2003 et la rénovation urbaine.
L'Agence Nationale pour la Rénovation Urbaine (ANRU) est crée avec pour mission de financer des opérations de renouvellement urbain. Le principe retenu est une mutualisation des financements qui doit permettre de mobiliser des moyens financiers importants et de simplifier le montage des opérations.
457 millions d'euros par an sont consacrés par le "1% logement" aux opérations de renouvellement urbain et versés à l'ANRU.
Une modification profonde des règles de gouvernances des SA d'HLM implique la suppression de la règle dite des dix voix, qui limitait la représentativité des actionnaires à dix voix maximum au sein de l'assemblée générale.

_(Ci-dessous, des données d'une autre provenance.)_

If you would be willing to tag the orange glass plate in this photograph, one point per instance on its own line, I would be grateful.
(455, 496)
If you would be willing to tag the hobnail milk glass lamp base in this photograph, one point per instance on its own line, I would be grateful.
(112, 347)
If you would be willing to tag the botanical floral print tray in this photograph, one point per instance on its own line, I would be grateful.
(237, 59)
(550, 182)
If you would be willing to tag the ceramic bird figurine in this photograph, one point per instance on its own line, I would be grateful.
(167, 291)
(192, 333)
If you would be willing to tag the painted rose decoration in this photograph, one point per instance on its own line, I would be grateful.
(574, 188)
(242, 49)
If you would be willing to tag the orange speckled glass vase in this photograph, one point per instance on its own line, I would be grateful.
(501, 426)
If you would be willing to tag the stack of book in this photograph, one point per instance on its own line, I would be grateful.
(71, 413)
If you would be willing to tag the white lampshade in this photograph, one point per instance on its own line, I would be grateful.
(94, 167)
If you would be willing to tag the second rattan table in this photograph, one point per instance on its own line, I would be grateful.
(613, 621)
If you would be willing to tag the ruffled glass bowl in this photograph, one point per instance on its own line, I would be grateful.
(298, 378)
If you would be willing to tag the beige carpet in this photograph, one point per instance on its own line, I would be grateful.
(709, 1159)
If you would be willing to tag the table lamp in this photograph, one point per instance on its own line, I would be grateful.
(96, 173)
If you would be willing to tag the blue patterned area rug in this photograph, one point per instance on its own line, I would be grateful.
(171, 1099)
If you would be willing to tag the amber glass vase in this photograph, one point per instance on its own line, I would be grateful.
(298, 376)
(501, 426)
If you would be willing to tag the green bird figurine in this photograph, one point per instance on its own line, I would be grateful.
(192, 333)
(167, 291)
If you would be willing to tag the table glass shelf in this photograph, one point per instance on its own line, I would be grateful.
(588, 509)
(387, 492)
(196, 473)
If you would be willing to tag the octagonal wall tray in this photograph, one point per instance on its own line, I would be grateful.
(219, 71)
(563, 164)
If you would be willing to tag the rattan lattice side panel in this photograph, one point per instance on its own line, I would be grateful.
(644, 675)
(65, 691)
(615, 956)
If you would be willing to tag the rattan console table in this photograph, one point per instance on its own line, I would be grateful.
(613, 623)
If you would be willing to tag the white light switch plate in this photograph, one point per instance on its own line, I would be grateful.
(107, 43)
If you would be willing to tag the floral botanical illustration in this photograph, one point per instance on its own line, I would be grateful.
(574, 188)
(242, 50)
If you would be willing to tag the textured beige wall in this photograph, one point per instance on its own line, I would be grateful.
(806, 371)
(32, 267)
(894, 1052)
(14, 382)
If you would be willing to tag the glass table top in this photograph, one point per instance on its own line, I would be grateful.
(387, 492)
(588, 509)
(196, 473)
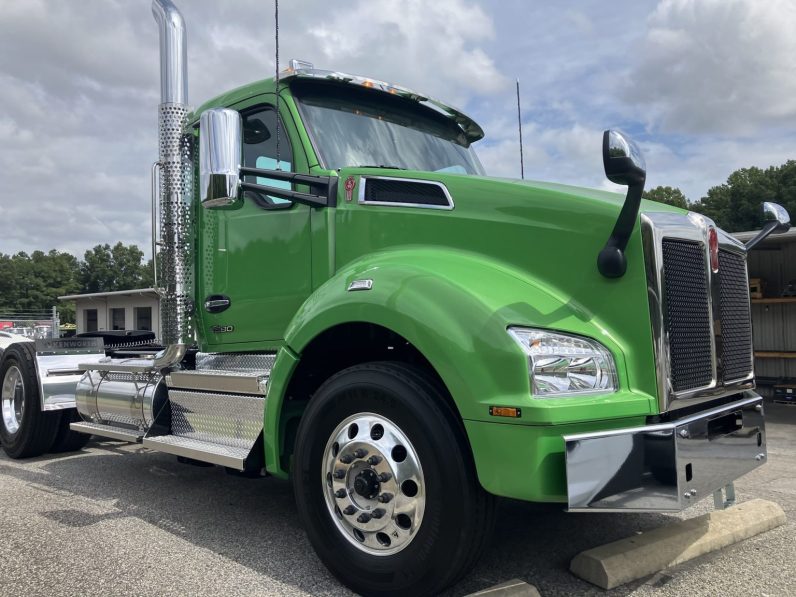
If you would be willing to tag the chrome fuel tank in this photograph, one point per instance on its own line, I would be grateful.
(120, 398)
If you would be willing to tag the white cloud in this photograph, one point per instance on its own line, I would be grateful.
(80, 92)
(718, 66)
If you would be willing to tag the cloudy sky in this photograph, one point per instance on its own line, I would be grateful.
(705, 86)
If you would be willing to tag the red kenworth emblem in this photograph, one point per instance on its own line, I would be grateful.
(349, 188)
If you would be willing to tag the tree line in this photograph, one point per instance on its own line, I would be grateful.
(736, 205)
(33, 283)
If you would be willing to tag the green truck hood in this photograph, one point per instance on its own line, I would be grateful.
(546, 234)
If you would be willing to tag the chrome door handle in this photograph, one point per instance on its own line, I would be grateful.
(217, 303)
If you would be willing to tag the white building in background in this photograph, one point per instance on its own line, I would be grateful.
(119, 310)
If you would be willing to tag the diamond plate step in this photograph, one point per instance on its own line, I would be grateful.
(199, 450)
(127, 435)
(234, 382)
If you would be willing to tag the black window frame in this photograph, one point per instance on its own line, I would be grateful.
(258, 198)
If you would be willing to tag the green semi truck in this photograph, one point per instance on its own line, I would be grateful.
(348, 301)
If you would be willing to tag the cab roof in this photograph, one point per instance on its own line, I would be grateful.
(471, 129)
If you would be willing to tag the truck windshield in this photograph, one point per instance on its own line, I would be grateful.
(351, 127)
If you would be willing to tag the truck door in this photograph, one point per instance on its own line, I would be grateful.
(254, 262)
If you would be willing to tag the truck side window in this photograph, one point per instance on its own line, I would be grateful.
(259, 151)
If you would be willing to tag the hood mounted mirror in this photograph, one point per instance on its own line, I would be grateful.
(624, 164)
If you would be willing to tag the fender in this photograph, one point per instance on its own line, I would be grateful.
(454, 307)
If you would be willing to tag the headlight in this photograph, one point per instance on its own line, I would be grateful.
(565, 365)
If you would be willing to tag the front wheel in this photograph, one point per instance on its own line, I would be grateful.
(25, 430)
(385, 484)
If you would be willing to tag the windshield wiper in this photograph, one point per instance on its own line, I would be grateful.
(382, 166)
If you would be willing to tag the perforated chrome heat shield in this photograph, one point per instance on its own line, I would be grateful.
(176, 226)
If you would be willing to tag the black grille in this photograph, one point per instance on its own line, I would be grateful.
(736, 323)
(401, 191)
(687, 314)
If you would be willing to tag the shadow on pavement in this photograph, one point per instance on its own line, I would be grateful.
(254, 522)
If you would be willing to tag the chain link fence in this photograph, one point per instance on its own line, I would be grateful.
(31, 324)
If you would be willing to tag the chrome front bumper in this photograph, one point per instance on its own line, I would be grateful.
(666, 467)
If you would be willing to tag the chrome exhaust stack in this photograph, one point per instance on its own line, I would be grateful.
(175, 263)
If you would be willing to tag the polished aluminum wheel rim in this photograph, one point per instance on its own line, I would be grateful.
(373, 484)
(12, 399)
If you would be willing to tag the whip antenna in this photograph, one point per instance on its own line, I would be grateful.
(519, 125)
(276, 29)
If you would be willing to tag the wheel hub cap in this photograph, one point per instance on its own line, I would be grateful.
(373, 484)
(366, 484)
(12, 399)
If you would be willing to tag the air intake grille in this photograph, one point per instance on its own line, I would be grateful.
(687, 314)
(736, 326)
(407, 192)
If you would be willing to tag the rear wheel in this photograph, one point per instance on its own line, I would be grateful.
(385, 485)
(25, 430)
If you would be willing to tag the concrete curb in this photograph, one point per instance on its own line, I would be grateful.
(512, 588)
(622, 561)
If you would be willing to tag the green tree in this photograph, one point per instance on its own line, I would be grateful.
(106, 268)
(736, 204)
(34, 282)
(667, 195)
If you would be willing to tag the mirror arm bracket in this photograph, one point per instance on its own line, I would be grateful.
(611, 262)
(762, 235)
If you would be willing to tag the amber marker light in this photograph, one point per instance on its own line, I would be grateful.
(505, 411)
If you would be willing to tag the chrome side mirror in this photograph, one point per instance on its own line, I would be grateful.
(774, 212)
(220, 134)
(622, 159)
(777, 221)
(624, 164)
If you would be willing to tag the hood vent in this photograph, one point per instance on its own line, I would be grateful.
(404, 192)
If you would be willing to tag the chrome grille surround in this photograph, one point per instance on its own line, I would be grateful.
(691, 228)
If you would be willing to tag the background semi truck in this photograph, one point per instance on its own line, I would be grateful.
(348, 301)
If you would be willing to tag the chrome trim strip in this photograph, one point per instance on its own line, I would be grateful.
(666, 467)
(360, 285)
(119, 433)
(198, 450)
(217, 381)
(363, 182)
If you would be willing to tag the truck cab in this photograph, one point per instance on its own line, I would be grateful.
(349, 302)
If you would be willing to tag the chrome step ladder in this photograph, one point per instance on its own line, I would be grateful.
(217, 409)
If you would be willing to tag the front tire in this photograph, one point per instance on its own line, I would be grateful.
(385, 483)
(25, 430)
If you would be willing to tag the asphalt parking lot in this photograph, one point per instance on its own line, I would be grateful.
(117, 519)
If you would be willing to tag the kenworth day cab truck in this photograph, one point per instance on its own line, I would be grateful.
(349, 302)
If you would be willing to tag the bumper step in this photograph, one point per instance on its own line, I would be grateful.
(233, 457)
(233, 382)
(127, 435)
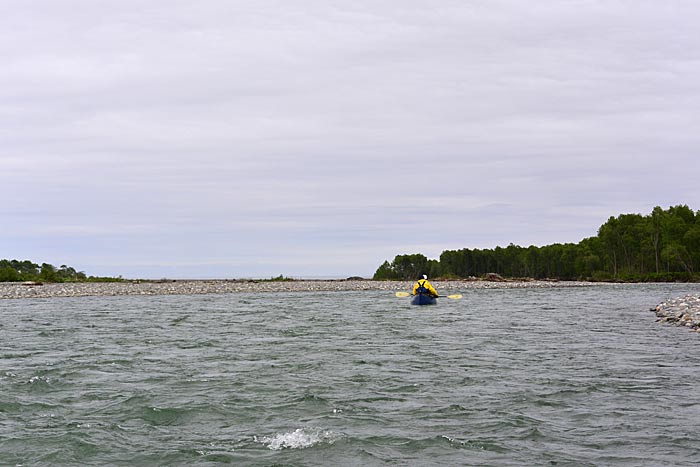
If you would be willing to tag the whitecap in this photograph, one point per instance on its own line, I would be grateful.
(298, 439)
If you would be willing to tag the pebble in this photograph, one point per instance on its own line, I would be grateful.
(683, 311)
(15, 290)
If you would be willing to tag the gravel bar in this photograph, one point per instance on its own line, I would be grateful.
(15, 290)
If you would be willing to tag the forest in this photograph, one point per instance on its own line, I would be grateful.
(21, 271)
(663, 246)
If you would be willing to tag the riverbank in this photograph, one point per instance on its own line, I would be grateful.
(683, 311)
(15, 290)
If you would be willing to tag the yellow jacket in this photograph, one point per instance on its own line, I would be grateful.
(427, 285)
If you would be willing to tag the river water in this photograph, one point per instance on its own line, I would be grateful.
(508, 377)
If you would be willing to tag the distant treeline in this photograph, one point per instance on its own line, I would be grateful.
(663, 246)
(20, 271)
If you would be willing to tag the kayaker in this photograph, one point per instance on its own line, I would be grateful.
(423, 286)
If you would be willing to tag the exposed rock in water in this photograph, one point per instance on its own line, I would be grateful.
(682, 311)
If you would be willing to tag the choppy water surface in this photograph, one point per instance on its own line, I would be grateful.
(567, 376)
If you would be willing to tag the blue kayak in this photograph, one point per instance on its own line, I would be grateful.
(423, 299)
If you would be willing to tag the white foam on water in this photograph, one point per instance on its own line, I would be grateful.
(298, 439)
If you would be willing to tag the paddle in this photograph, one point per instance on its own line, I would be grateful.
(453, 296)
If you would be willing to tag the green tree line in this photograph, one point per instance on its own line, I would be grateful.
(662, 246)
(20, 271)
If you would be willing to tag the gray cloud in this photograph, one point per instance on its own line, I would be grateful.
(320, 138)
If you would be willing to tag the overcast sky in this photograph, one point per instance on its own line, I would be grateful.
(318, 138)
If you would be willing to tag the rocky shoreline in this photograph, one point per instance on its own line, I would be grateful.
(15, 290)
(682, 311)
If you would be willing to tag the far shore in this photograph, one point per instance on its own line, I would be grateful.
(18, 290)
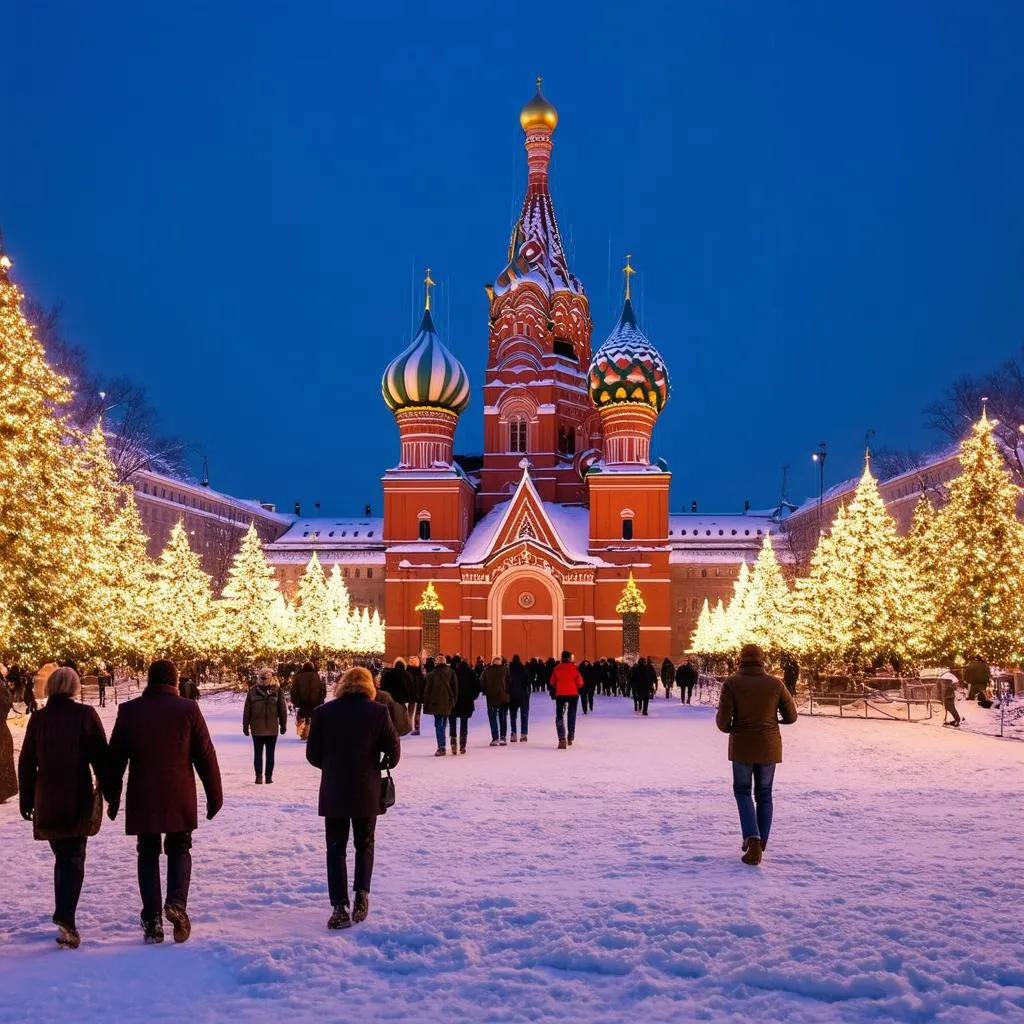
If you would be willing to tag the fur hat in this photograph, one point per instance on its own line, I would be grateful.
(357, 680)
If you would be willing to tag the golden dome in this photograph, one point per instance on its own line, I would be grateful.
(539, 113)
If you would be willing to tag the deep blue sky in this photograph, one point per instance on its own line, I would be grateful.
(232, 201)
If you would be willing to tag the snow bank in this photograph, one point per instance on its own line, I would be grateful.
(599, 884)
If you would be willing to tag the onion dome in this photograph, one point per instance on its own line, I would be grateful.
(539, 113)
(628, 368)
(426, 373)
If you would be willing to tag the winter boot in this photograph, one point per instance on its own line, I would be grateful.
(361, 907)
(754, 851)
(339, 919)
(153, 931)
(179, 920)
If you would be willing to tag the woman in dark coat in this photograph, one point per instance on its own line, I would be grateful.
(350, 739)
(58, 796)
(264, 715)
(8, 775)
(519, 687)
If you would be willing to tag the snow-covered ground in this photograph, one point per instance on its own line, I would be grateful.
(597, 884)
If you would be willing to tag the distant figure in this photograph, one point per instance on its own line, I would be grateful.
(495, 685)
(468, 684)
(350, 739)
(8, 776)
(978, 677)
(264, 715)
(668, 677)
(58, 795)
(686, 676)
(416, 681)
(519, 689)
(308, 692)
(791, 673)
(751, 709)
(565, 685)
(159, 738)
(440, 691)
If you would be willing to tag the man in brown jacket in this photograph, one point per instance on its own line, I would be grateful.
(160, 737)
(752, 707)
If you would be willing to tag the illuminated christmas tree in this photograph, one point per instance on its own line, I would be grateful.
(853, 596)
(247, 629)
(312, 613)
(44, 542)
(978, 585)
(181, 606)
(768, 606)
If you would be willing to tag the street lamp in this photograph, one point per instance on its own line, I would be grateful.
(819, 457)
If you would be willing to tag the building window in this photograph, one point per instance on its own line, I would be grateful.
(517, 434)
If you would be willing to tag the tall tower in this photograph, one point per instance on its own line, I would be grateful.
(535, 387)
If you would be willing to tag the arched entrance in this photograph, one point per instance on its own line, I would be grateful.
(526, 609)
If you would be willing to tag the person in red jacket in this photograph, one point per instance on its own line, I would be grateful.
(565, 685)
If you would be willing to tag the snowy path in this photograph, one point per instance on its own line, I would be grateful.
(598, 884)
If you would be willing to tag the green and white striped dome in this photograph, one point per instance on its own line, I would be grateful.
(426, 374)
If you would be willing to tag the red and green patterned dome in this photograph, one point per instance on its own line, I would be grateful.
(628, 368)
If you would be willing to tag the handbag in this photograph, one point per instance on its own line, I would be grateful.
(387, 791)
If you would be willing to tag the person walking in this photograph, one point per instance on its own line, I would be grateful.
(668, 677)
(62, 762)
(495, 684)
(752, 708)
(265, 714)
(686, 676)
(351, 738)
(417, 681)
(308, 692)
(159, 738)
(8, 774)
(565, 684)
(468, 685)
(440, 692)
(519, 688)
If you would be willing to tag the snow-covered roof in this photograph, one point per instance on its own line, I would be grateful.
(326, 532)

Le mouvement 1% désormais plus impliqué dans la gestion de plus d'une centaine d’E.S.H. ( Entreprises sociales de l’habitat, anciennes SA d’HLM) détenant 700 000 logements apportera 210 M€ de subvention (soit un équivalent de 450 M € de prêt) à l’ensemble des organismes HLM. Cet engagement du 29 septembre 2004 vise à accompagner l’objectif de construction de 310 000 logements du plan de cohésion sociale prévu sur la période 2005-2009.
2004 – du prêt à la subvention.
Le "1% Logement", c'est :
- en 2005 :
- 760 000 aides aux ménages,
- 3,7 milliards d'€ investis,
- Un ensemble de 128 organismes (108 CIL assurant 91% de l'activité et 20 CCI assurant 4%) :
- assurant au plan local la gestion du "1% Logement" en liaison étroite avec les entreprises,
- regroupés au niveau national au sein de l'Union d'Economie Sociale pour le Logement (UESL).
- Depuis la création de l'UESL en 1997 et l'importante ouverture des offres de services, un mouvement de regroupement des CIL/CCI a été engagé. Leur nombre a été ramené de 203 à 128 (108 CIL et 20 CCI).